Africa is a vast land. It stretches from the northern to the southern temperature zones and it spans five time zones. It has an area of over 30 million square kilometers, which constitute more than 20% of the earth’s land mass, or 6% of its entire surface.
If you consider the Suez Canal to be an extension of the Mediterranean and Red Seas, then the continent is completely surrounded with water. It is bounded by the Mediterranean Sea in the north; the Suez Canal, Red Sea, and Indian Ocean in the east; the Atlantic Ocean in the west, and the Antarctic Ocean in the south. It is, however, quite close to Europe. Morocco is a mere 13 kilometers away from Spain, across the Strait of Gibraltar. When in Djibouti, you are only 30 kilometers from Yemen on the Arabian peninsula, across the Bab-el-Mandeb Strait. And of course, geopolitically, Africa’s limits goes up to the Sinai peninsula, east of Suez, since it now belongs to Egypt.
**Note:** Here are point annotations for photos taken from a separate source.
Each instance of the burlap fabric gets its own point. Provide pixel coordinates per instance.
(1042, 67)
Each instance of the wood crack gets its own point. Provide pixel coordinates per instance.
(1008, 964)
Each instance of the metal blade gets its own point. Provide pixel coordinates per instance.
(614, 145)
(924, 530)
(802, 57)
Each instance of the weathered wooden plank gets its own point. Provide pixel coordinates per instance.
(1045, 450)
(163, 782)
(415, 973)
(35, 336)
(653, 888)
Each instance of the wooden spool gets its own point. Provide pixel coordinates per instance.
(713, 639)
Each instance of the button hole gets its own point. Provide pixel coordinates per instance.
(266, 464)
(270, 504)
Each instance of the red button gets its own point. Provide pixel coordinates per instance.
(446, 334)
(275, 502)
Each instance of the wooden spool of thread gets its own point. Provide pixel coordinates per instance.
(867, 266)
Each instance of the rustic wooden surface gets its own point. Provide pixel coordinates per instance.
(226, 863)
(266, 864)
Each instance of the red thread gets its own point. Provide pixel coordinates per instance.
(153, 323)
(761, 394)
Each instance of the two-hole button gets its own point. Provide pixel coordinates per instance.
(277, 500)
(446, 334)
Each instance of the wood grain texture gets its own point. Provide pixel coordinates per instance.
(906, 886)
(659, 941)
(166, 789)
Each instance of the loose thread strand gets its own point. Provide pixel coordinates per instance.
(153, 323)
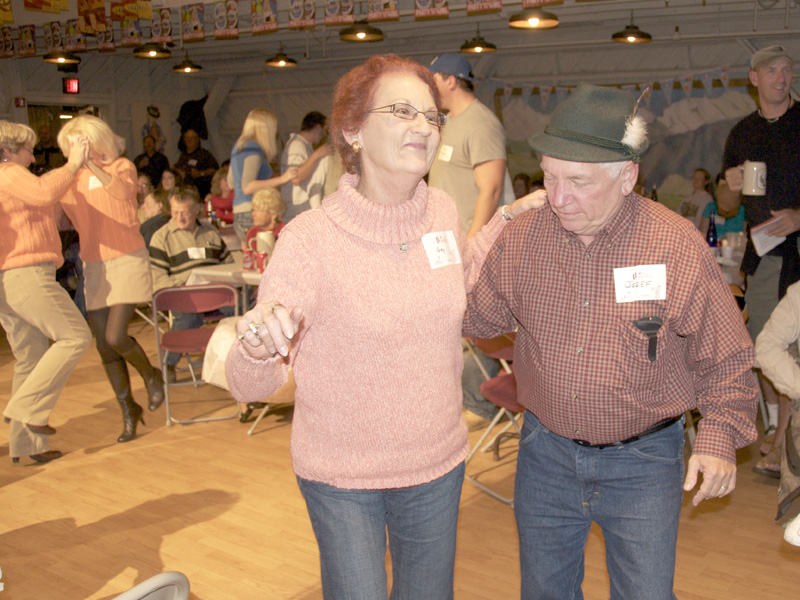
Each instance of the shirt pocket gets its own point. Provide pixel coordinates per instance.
(637, 371)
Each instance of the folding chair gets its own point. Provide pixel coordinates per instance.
(190, 299)
(502, 392)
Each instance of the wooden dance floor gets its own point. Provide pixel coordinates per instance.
(224, 509)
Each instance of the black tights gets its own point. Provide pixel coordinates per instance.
(110, 328)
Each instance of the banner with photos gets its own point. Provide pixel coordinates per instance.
(6, 15)
(51, 6)
(161, 26)
(74, 40)
(540, 3)
(264, 15)
(131, 32)
(192, 22)
(301, 14)
(53, 41)
(382, 10)
(105, 39)
(226, 20)
(431, 9)
(483, 7)
(7, 42)
(339, 12)
(27, 40)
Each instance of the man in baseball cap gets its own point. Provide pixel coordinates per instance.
(768, 135)
(624, 323)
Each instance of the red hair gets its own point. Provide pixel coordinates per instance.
(354, 93)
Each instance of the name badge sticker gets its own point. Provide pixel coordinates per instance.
(445, 153)
(643, 282)
(441, 248)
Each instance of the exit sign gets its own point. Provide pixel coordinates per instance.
(70, 85)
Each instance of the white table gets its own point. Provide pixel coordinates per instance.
(226, 273)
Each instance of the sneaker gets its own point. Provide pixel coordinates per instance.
(792, 532)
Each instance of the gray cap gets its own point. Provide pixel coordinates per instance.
(768, 54)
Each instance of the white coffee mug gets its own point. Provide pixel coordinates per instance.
(755, 178)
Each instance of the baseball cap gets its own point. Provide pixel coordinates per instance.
(768, 54)
(452, 64)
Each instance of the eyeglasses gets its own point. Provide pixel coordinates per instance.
(404, 111)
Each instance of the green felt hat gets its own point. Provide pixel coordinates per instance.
(595, 124)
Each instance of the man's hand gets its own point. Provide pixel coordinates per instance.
(719, 477)
(789, 223)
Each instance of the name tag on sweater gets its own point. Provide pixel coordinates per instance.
(441, 248)
(643, 282)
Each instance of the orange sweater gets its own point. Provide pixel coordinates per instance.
(28, 232)
(105, 216)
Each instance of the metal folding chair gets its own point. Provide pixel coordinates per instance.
(188, 342)
(502, 392)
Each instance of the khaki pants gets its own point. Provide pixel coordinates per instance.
(35, 309)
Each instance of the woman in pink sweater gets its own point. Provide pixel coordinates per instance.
(34, 308)
(102, 206)
(364, 300)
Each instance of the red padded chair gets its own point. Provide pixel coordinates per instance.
(186, 342)
(502, 392)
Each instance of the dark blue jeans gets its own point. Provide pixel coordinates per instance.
(351, 529)
(634, 492)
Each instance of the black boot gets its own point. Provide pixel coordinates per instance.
(151, 375)
(117, 373)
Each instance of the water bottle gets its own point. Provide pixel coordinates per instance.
(711, 236)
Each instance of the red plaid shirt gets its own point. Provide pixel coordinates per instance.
(582, 367)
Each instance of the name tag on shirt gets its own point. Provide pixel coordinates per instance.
(441, 248)
(643, 282)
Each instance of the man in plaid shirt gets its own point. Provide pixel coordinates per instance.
(624, 322)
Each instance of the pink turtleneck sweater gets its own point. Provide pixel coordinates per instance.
(377, 360)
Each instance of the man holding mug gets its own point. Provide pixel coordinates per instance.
(768, 136)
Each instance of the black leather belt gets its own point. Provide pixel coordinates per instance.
(652, 429)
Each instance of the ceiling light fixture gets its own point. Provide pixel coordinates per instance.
(62, 58)
(632, 35)
(281, 60)
(478, 45)
(187, 66)
(533, 18)
(361, 31)
(151, 50)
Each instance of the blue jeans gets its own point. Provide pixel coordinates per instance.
(634, 492)
(351, 526)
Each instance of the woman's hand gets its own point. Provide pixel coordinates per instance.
(289, 174)
(531, 201)
(78, 154)
(267, 329)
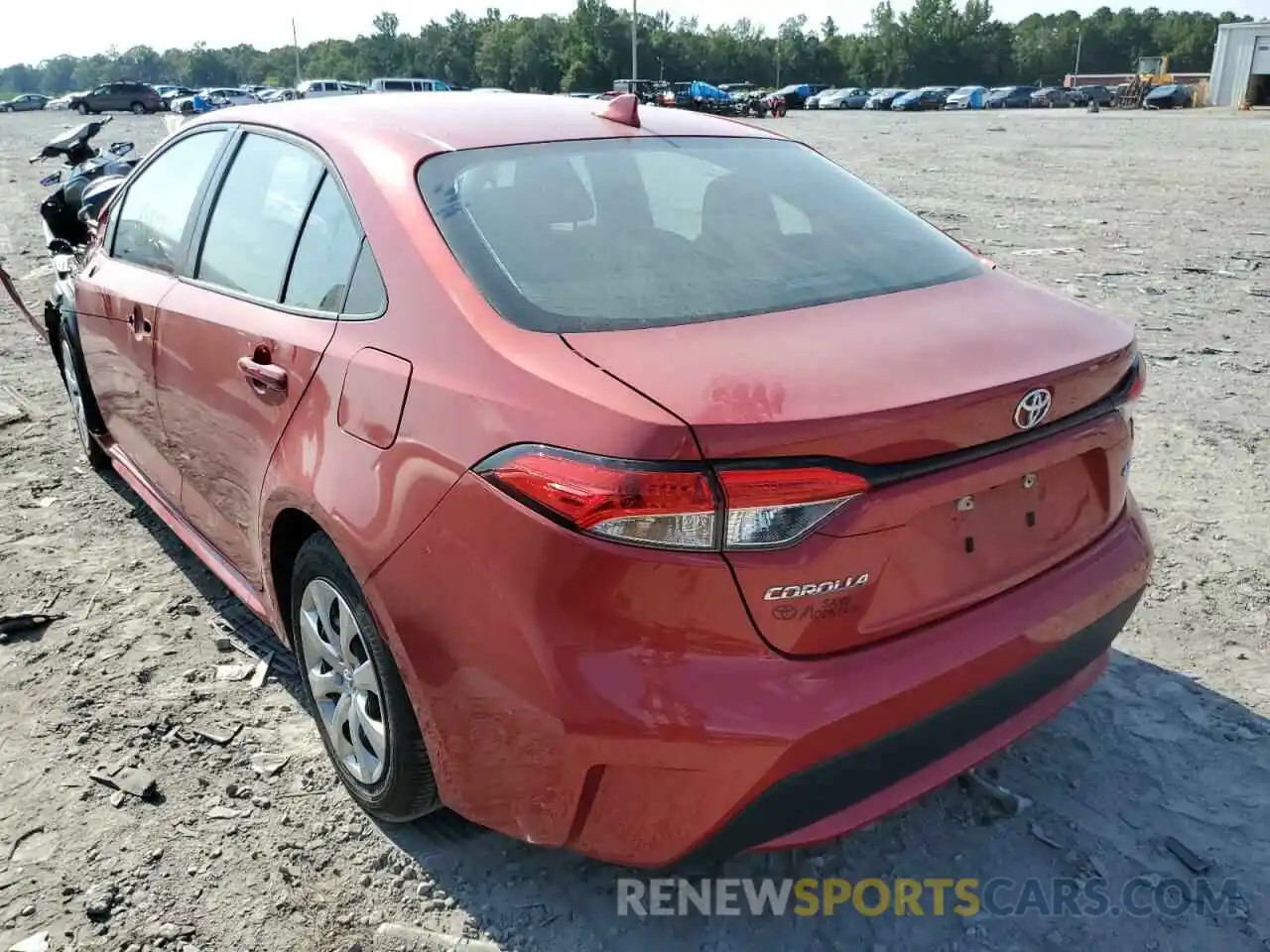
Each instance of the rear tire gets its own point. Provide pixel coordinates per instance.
(354, 690)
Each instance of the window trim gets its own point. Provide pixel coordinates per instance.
(187, 234)
(207, 203)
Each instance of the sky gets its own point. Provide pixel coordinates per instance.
(154, 23)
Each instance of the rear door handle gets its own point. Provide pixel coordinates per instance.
(263, 376)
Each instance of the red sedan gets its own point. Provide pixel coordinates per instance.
(649, 490)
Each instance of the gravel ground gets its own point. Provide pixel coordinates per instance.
(1160, 217)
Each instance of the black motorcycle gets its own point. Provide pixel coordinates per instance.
(70, 212)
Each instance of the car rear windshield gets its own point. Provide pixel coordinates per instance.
(647, 231)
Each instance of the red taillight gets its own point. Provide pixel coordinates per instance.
(774, 507)
(1138, 381)
(670, 506)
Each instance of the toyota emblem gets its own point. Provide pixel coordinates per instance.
(1033, 408)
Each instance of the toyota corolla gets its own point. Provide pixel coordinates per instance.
(643, 485)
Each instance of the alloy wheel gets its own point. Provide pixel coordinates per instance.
(76, 397)
(344, 684)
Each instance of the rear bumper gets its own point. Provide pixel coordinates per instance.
(853, 787)
(593, 697)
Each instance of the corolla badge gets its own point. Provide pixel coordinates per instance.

Although considered to be the hottest continent, there are areas in Africa that have subarctic climate, particularly on its highest peaks. Northern Africa is predominantly a desert, stretching from Egypt and Sudan in the east to Morocco, Mauritania, and Western Sahara in the west. Savanna plains and rainforest jungles are found in the central and southern areas. In between the two is a transition area which, like the big desert, also stretches from the Red Sea to the Atlantic. It features grasslands and steppes called sahel with areas covered in wood and shrubs.
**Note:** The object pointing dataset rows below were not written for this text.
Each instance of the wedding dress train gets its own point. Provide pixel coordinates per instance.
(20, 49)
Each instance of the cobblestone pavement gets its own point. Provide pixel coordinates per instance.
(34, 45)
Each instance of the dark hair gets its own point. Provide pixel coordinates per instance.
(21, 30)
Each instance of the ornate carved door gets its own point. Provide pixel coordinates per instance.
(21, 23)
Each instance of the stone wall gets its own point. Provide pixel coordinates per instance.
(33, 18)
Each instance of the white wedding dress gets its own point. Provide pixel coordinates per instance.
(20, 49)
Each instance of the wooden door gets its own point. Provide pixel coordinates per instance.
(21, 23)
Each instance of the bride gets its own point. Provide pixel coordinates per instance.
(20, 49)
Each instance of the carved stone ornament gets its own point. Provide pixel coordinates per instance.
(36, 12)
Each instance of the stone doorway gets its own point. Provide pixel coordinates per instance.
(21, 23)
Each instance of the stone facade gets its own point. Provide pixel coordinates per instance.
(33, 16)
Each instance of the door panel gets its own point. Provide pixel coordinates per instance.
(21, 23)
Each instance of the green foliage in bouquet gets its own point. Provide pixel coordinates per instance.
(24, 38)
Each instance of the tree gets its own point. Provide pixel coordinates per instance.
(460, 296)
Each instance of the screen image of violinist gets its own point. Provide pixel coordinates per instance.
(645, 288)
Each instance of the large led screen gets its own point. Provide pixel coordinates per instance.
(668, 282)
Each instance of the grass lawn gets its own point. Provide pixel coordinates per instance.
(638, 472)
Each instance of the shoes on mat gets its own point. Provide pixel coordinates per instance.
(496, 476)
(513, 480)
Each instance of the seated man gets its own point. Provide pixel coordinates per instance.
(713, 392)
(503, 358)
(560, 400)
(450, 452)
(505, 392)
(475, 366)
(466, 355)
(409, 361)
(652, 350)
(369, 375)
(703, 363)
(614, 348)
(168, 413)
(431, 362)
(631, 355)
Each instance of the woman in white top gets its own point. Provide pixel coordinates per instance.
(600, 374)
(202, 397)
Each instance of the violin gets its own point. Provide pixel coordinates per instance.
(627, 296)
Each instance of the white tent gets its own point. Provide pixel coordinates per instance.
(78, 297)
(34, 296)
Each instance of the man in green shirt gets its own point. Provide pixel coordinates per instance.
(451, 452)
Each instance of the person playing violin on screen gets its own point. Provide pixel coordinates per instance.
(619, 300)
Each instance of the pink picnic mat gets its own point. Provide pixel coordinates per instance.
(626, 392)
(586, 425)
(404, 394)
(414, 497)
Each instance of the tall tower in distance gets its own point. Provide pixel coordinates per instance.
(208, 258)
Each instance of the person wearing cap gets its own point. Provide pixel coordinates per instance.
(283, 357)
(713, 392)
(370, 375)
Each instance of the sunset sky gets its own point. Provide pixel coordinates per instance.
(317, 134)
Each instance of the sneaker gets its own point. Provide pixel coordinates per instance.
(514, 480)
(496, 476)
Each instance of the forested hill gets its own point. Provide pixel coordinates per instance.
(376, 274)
The elevation of the land notably lacks extremes, unlike Asia or Europe. There are not many very high or very low grounds. Lands reaching heights above 3,000 meters or going down below 180 meters are rather insignificant. The highest peak in Africa is Mt. Kilimanjaro in Tanzania, which rises to 5,895 meters. Only 10 others are over 3,000 meters in height. Of the continent’s main lakes, only 15 are above 180 meters. Lake Naivasha is highest at 1,870 meters, while the lowest is Lake Chad, which is only 259 meters above sea level.
Africa boasts of large lakes and long rivers that supply the needs of the land and its peoples. The biggest lake is Lake Victoria whose shores are in three countries –Tanzania, Uganda, and Kenya. There is also Lake Chad in the middle of the continent, and Lake Taganyika, which lies on the border of the Democratic Republic of Congo, Burundi, Tanzania, and Zambia.
Africa’s longest river, and the world’s as well, is the Nile, which runs 6,650 kilometers along 10 countries starting from Tanzania in the south all the way up to Egypt in the north. Other major rivers are the Congo river, whose water discharge is highest in Africa, and the Niger which flows through arid areas.